Average values of the features.

As it can be seen in Fig. 5, the average values of the features do not show large differences between the sitting and supine posture, and their standard deviation is very large, however the parametric test determined that these allow to describe the physiologic behavior depending on the position, and through machine learning model corroborated that it can be determined if a subject is in a sitting or supine posture using their cardiac and respiratory signals.

3.2 Machine Learning Models

Table 3 describes accuracy scores according to trained models, and linear Support Vector Machine (SVM) shows the highest accuracy. Overall, accuracy is over 93%.

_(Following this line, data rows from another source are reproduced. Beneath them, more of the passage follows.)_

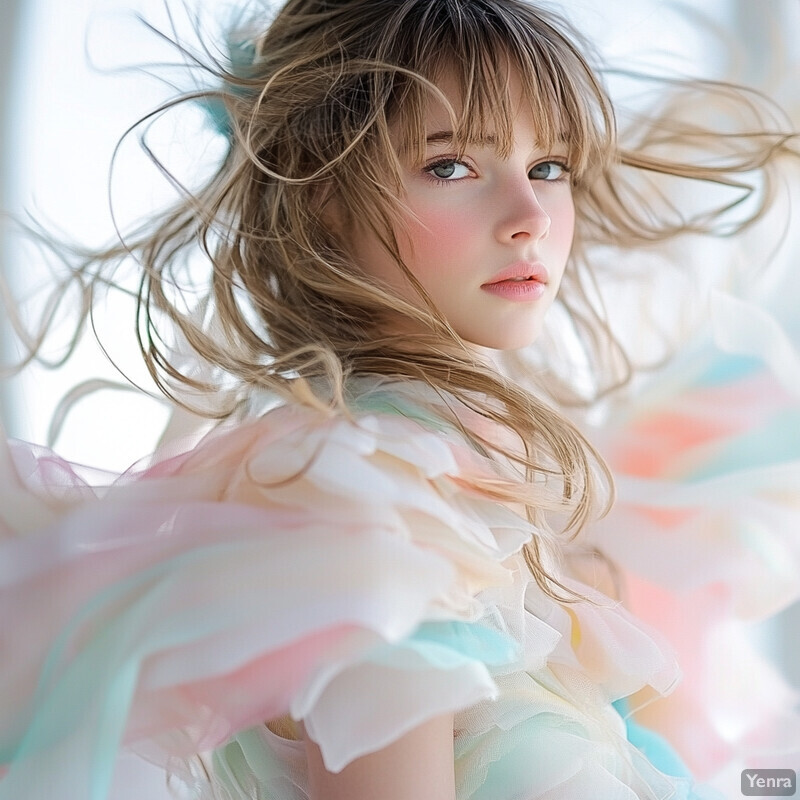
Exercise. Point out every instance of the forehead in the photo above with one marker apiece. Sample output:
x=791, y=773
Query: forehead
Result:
x=451, y=112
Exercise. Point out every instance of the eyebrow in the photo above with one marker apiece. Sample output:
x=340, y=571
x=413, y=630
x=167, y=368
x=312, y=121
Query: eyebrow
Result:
x=440, y=137
x=487, y=140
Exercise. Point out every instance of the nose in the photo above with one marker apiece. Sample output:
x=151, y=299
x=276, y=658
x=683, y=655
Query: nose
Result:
x=522, y=215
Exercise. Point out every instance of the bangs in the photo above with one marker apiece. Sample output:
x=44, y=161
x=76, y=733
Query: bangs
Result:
x=479, y=45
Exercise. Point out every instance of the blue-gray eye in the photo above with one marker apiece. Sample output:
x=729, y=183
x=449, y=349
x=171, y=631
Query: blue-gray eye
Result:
x=548, y=171
x=448, y=170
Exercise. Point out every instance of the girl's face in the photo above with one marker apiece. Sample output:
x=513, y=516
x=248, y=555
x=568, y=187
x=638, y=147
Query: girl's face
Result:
x=487, y=237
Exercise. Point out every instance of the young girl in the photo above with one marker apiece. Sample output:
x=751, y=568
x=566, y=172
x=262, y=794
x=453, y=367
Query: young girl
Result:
x=370, y=579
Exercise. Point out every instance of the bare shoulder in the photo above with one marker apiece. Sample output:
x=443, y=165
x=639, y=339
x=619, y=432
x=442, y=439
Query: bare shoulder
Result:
x=418, y=765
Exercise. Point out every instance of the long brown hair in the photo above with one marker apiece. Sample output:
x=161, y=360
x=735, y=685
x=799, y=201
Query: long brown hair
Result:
x=310, y=115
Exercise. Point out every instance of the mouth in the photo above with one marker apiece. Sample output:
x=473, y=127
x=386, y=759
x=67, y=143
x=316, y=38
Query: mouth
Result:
x=521, y=272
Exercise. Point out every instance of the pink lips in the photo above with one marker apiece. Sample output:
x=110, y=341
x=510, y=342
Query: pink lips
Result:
x=522, y=281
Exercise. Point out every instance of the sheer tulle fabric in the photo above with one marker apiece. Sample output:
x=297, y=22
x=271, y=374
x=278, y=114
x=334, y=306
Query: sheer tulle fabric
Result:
x=301, y=563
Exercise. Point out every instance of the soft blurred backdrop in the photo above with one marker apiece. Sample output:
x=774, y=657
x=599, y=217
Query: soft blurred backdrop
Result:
x=69, y=88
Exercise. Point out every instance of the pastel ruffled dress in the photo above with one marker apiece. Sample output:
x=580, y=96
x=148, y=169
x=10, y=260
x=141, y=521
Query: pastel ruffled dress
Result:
x=350, y=571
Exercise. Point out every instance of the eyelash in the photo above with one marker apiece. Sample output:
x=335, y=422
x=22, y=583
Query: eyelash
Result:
x=428, y=170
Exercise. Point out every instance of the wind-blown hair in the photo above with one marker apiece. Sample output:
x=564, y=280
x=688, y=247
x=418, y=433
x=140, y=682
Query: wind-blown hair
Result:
x=313, y=118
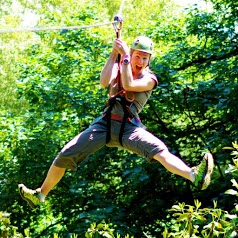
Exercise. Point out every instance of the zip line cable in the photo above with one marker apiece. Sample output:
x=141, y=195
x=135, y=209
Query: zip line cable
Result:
x=15, y=30
x=18, y=30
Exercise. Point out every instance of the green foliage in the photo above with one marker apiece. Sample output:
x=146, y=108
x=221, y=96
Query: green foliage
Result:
x=194, y=221
x=102, y=230
x=6, y=229
x=57, y=94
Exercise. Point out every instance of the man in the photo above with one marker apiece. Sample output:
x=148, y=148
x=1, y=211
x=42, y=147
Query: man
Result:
x=130, y=85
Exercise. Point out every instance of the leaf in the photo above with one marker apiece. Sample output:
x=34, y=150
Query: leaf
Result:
x=231, y=192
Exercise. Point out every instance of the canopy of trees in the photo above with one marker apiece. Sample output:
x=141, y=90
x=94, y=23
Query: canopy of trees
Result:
x=50, y=92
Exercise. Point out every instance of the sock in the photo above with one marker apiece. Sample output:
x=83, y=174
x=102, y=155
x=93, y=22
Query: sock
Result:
x=192, y=176
x=42, y=197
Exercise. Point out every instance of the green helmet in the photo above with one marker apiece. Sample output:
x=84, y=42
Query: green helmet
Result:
x=143, y=43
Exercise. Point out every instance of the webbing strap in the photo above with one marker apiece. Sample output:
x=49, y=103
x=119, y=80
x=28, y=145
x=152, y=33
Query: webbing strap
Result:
x=108, y=114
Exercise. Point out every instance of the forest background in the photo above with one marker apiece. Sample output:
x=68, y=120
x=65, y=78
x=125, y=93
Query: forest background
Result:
x=50, y=91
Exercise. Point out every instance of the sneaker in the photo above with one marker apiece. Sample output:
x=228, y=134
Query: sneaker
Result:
x=31, y=196
x=204, y=171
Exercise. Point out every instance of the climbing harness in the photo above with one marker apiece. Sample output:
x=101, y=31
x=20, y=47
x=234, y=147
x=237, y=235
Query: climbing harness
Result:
x=121, y=97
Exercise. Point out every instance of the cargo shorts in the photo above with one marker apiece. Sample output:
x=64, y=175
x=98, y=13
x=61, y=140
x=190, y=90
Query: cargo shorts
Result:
x=135, y=139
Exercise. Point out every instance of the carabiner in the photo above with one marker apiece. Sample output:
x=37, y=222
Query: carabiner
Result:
x=117, y=25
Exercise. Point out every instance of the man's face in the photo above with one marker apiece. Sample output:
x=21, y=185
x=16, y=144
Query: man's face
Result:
x=139, y=61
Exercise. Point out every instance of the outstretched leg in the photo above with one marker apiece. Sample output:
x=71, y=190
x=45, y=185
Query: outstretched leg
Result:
x=200, y=175
x=174, y=165
x=54, y=175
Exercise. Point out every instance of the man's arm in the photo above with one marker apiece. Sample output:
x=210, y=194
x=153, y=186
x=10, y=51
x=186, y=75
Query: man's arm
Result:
x=110, y=69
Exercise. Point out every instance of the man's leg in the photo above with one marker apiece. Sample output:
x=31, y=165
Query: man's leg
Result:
x=54, y=175
x=173, y=164
x=200, y=175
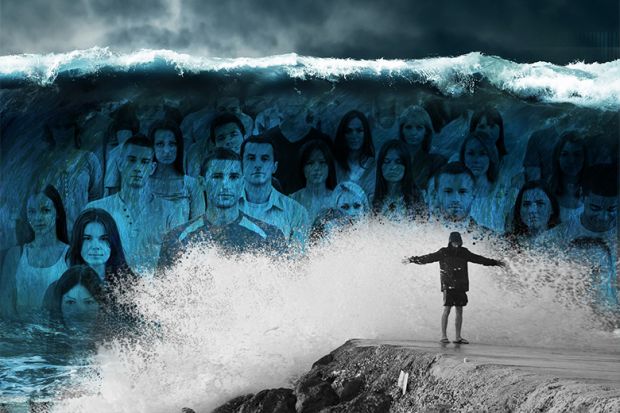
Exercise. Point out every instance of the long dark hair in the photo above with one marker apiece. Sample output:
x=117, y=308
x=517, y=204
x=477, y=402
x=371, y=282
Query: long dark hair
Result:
x=116, y=267
x=557, y=176
x=491, y=152
x=518, y=226
x=24, y=231
x=306, y=151
x=493, y=117
x=407, y=185
x=79, y=274
x=171, y=126
x=341, y=149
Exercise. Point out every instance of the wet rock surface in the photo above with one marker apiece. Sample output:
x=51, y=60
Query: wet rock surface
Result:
x=364, y=379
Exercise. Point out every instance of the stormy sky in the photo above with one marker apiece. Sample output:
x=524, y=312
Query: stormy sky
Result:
x=559, y=31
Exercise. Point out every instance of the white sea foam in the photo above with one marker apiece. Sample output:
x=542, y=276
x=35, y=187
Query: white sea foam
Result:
x=593, y=85
x=232, y=326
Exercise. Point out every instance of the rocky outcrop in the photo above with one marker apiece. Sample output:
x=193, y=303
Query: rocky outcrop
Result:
x=363, y=379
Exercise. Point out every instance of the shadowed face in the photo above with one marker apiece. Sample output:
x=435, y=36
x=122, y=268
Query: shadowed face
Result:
x=258, y=163
x=455, y=194
x=95, y=244
x=229, y=136
x=41, y=214
x=599, y=212
x=165, y=147
x=79, y=308
x=536, y=210
x=224, y=183
x=316, y=169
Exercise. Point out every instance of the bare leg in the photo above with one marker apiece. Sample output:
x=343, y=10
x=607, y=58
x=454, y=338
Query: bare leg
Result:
x=444, y=321
x=458, y=321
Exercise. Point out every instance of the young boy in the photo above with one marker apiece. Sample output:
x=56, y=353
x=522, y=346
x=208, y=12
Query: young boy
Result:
x=454, y=279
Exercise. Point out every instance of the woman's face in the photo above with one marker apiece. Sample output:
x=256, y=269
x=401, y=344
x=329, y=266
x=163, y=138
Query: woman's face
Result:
x=571, y=159
x=491, y=130
x=165, y=147
x=316, y=169
x=351, y=205
x=354, y=134
x=393, y=168
x=79, y=308
x=476, y=158
x=41, y=214
x=536, y=209
x=95, y=244
x=413, y=132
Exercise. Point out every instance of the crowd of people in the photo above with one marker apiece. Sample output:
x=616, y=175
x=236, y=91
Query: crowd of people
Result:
x=283, y=179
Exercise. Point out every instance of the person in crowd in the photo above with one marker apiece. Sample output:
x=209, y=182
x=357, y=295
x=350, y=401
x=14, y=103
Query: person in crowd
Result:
x=489, y=207
x=536, y=211
x=328, y=221
x=141, y=217
x=416, y=130
x=125, y=124
x=76, y=173
x=288, y=138
x=184, y=196
x=355, y=152
x=490, y=122
x=316, y=164
x=396, y=195
x=39, y=259
x=351, y=199
x=569, y=165
x=77, y=299
x=223, y=224
x=453, y=261
x=455, y=185
x=96, y=242
x=602, y=280
x=262, y=201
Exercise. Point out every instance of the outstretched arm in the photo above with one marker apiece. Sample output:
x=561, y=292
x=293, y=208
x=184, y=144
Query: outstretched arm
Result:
x=479, y=259
x=424, y=259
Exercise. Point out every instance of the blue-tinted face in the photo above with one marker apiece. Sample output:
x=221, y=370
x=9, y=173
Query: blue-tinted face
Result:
x=224, y=183
x=258, y=163
x=455, y=194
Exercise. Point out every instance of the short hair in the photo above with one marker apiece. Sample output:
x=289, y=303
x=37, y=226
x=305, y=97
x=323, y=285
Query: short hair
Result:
x=601, y=179
x=221, y=154
x=139, y=140
x=493, y=117
x=79, y=274
x=518, y=226
x=491, y=152
x=304, y=154
x=224, y=119
x=259, y=139
x=453, y=168
x=420, y=114
x=25, y=232
x=172, y=126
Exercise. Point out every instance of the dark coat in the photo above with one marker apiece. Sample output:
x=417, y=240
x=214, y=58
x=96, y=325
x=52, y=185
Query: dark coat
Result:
x=453, y=266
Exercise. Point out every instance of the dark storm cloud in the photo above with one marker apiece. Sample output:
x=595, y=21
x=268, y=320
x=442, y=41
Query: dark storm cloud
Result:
x=525, y=30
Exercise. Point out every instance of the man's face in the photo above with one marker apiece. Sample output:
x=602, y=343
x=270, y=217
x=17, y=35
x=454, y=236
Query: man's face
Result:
x=455, y=194
x=599, y=212
x=224, y=183
x=258, y=163
x=137, y=165
x=228, y=136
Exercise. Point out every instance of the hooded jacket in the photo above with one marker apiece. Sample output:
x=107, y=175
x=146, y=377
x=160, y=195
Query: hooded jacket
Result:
x=453, y=264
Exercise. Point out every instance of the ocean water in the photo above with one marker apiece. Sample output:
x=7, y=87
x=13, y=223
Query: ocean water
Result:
x=219, y=326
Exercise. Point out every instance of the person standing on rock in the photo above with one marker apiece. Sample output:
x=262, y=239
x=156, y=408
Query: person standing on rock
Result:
x=453, y=261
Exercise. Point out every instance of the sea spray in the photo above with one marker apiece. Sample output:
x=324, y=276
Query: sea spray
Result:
x=233, y=325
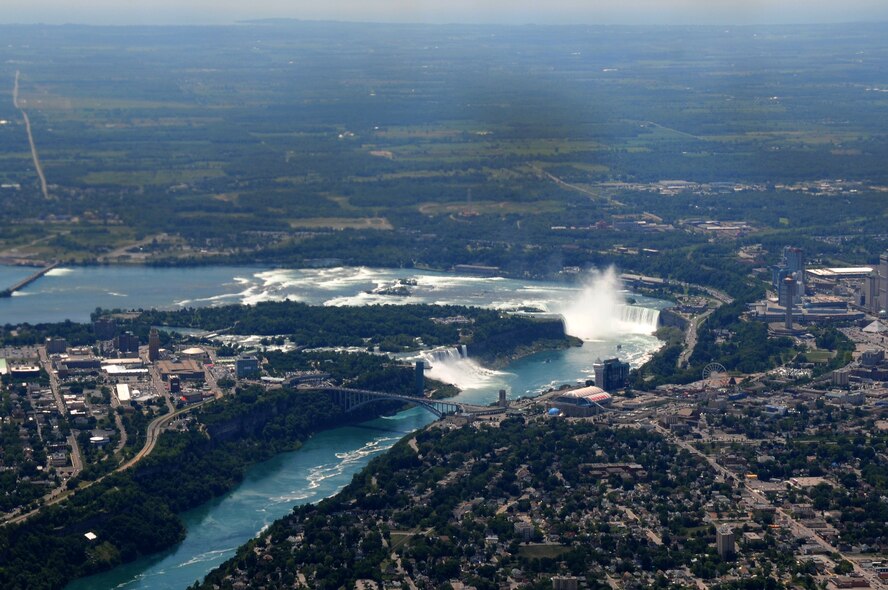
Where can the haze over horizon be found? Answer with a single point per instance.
(590, 12)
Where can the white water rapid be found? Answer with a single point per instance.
(601, 311)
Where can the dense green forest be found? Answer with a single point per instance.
(133, 513)
(449, 507)
(459, 144)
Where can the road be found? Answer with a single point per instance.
(796, 528)
(76, 458)
(691, 338)
(154, 430)
(37, 165)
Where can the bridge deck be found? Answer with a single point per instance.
(28, 280)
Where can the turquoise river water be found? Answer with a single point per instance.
(594, 310)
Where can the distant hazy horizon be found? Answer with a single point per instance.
(587, 12)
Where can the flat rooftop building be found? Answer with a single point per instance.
(185, 369)
(123, 393)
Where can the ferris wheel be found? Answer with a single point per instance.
(715, 375)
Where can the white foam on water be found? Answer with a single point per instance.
(449, 365)
(60, 272)
(213, 555)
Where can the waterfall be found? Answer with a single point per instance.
(639, 320)
(452, 365)
(600, 311)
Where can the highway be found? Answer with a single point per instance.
(796, 528)
(37, 165)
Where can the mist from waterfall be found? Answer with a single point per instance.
(601, 311)
(452, 365)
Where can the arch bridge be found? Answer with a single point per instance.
(352, 399)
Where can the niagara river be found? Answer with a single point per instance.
(595, 311)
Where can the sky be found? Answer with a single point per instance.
(446, 11)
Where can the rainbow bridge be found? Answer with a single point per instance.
(352, 399)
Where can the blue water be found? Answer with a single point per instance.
(325, 464)
(328, 461)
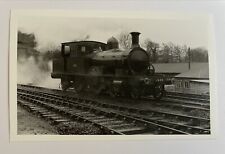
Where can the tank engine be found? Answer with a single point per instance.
(91, 66)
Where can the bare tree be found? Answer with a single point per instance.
(198, 55)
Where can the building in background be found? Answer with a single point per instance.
(185, 79)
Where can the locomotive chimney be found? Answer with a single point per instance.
(135, 39)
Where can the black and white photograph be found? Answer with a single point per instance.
(111, 73)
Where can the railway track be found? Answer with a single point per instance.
(134, 120)
(189, 97)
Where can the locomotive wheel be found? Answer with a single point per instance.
(79, 86)
(158, 92)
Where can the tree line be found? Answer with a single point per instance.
(167, 52)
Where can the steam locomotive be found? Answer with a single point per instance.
(97, 67)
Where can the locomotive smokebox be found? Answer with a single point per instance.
(135, 39)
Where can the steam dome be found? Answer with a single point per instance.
(113, 43)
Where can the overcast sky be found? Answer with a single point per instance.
(51, 31)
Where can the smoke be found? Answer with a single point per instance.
(35, 70)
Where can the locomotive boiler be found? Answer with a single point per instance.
(97, 67)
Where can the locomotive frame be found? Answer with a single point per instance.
(97, 67)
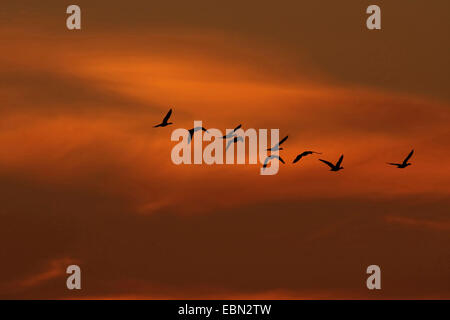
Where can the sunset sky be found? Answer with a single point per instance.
(85, 178)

Table 3. Accuracy scores and training time according to training models.

As shown in Table 3, the best performance was obtained for the linear SVM model. Its sensitivity was 99.2% and its specificity was 99.6%.

A great variety of studies have been carried out focused on the analysis of posture through the use of sensors, image capture or physiological records, and implementing models of automatic learning. Some of the applications of these models is facial recognition, classification of gestures, posture correction or monitoring while driving, among others [23,24,25]. However, this study seeks to determine how physiological signals can be affected by posture, and thereby may provide evidence to investigate if there is an adequate position to perform clinical studies with greater clarity.

It was also possible to train a machine learning model that allows to classify between the supine and sitting position from the cardiac and respiratory signals, in order to provide monitoring tools to the medical area. In other studies, the analysis of the posture can be determined using sensors incorporated in everyday objects, in combination with machine learning models [25]; however, a continuous monitoring is not always possible.

4 Conclusions

It is possible to use statistical and computer tools for design machine learning models that allow us to identify the subject posture with an accuracy of 99.5%. Future works may use spectral and temporal analysis with other physiological signals such as Electromyography (EMG), Electrogastrography (EGG), Electroretinography, among others, in order to validate how the trace of the signal is being affected according to the posture.

A machine learning model capable of the identification of the posture of the subject based on their cardiac and respiratory signals, with an accuracy of 99.5%, provides a tool for clinical applications. For instance, in the case of a patient with restricted mobility, the proposed model may warn clinical staffs when the subject has a harmful posture. Also using the machine learning model, posture of subjects wearing intelligent garments in their house could be determined.